Печально киваю. Характером Джоад пошел в отца – решительный, прагматичный и лишенный сентиментальности. Его бесчувственная натура может оказаться очень полезной, так было, например, на прошлой неделе, когда пришлось заниматься организацией похорон. Но сейчас его поведение скорее проявление неуважения. Если дать ему волю действовать по собственному усмотрению, он к концу дня вывесит на доме табличку: «Продается» и поставит у дверей мусорный контейнер. Вместо этого, у нас появилось время перебрать все мамины вещи и спокойно попрощаться с некоторыми из них навсегда. По мнению Эндрю, это было бы слишком консервативно, но я уверена, один из моих братьев может даже принять решение оставить себе что-то из маминой мебели.

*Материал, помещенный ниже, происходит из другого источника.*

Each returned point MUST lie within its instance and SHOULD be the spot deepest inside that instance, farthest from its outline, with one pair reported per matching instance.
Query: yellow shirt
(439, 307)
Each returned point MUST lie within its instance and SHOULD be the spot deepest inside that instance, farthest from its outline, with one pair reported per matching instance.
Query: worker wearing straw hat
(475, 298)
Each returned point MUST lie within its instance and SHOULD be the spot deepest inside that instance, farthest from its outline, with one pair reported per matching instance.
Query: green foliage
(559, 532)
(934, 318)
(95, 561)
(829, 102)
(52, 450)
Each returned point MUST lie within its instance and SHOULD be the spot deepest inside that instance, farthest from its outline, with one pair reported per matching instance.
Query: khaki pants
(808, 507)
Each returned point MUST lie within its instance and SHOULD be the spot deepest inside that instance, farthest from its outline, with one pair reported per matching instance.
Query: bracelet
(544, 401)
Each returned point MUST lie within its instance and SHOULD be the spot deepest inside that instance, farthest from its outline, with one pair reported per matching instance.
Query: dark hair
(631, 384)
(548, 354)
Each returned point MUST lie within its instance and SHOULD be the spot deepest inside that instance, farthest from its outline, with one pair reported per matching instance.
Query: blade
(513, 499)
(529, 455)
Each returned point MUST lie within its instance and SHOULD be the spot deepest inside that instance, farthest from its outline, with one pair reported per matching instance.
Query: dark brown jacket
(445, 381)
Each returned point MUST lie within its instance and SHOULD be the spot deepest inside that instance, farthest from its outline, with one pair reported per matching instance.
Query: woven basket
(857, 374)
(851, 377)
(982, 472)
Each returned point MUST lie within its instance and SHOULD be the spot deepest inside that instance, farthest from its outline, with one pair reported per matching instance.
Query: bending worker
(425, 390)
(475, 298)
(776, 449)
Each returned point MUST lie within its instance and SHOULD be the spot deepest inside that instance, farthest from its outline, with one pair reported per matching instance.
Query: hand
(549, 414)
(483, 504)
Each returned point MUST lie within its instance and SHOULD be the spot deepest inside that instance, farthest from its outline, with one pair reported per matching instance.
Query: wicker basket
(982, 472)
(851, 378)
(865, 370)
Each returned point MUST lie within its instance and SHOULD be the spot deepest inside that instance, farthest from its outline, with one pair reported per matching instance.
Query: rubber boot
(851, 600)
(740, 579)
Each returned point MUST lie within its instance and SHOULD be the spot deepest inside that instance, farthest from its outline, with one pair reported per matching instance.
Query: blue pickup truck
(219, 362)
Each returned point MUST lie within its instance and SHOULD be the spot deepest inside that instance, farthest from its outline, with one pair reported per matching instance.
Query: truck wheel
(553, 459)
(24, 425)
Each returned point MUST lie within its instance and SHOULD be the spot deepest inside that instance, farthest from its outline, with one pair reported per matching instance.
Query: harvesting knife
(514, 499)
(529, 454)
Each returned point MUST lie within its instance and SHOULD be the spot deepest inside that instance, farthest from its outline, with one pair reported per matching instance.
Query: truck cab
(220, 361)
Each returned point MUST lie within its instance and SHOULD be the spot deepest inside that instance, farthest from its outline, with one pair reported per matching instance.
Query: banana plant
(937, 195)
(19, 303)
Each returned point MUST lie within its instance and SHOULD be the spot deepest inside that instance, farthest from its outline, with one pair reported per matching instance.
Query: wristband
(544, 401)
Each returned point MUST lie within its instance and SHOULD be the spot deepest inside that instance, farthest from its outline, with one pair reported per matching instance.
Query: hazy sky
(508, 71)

В тот год, когда я поступила в Северо-Западный университет, мама приобрела старый дом, не выкупленный по закладной. Отец бранил ее невероятно, говорил, что глупо ввязываться в такой чудовищный проект. Но к тому времени он стал уже бывшим маминым мужем, и она была вольна принимать решения самостоятельно.

Запах прогнивших потолков и старых ковров казался ей волшебным. Потребовались годы тяжелого труда и самопожертвования, чтобы в итоге проницательность и терпение победили. В наши дни особняк на Золотом берегу в Чикаго стал редким музейным экспонатом. Моя мама, дочь сталелитейщика, представляла, что она, как Луиза Джефферсон, «идет вверх», переехав из городка Гэри в штате Индиана. Жаль, что отец не прожил достаточно долго, чтобы увидеть чудесное преобразование дома – и женщины, – так и оставшегося недооцененным им.

– Вы уверены, что она была в здравом уме, когда это писала? – спрашивает Джоад, прерывая мои размышления.

Что-то заговорщицкое появляется в улыбке молодого юриста.

– Разумеется, она была в своем уме. Позвольте вас уверить, ваша мама отлично знала, что делает. Откровенно говоря, никогда не видел столь тщательно выверенного завещания.

– Продолжим, – произносит Кэтрин тоном руководителя. – Домом займемся в надлежащее время.

Мистер Мидар опять откашливается.

– Хорошо, тогда переходим к «Боулингер косметик»?

Голова едва не лопается от напряжения и ощущения пристально смотрящих на меня четырех пар глаз. Вспоминаю вчерашнее происшествие и холодею от охватившей меня паники. Какой президент компании может себе позволить напиться в день похорон матери? Я определенно не заслужила чести занять этот пост. Однако уже поздно. Как актриса, номинированная на премию Американской киноакадемии, стараюсь придать лицу ес тественное выражение. Кэтрин сидит с ручкой наготове, ожидая момента, когда придет пора начать записывать все до последней детали делового предложения. Лучше к этому сразу привыкнуть. В качестве подчиненной или нет, эта женщина будет следить за мной до конца моей карьеры.

– «Мои акции в «Боулингер косметик», а также место главного исполнительного директора компании передаю моей…»

Держаться естественно. Не смотреть на Кэтрин.

– «…невестке, – кажется, у меня слуховые галлюцинации, – Кэтрин Гамфриз-Боулингер».

1

Камень (англ.).

2

Сирс (Sears) – сеть универмагов, представленных почти во всех городах США.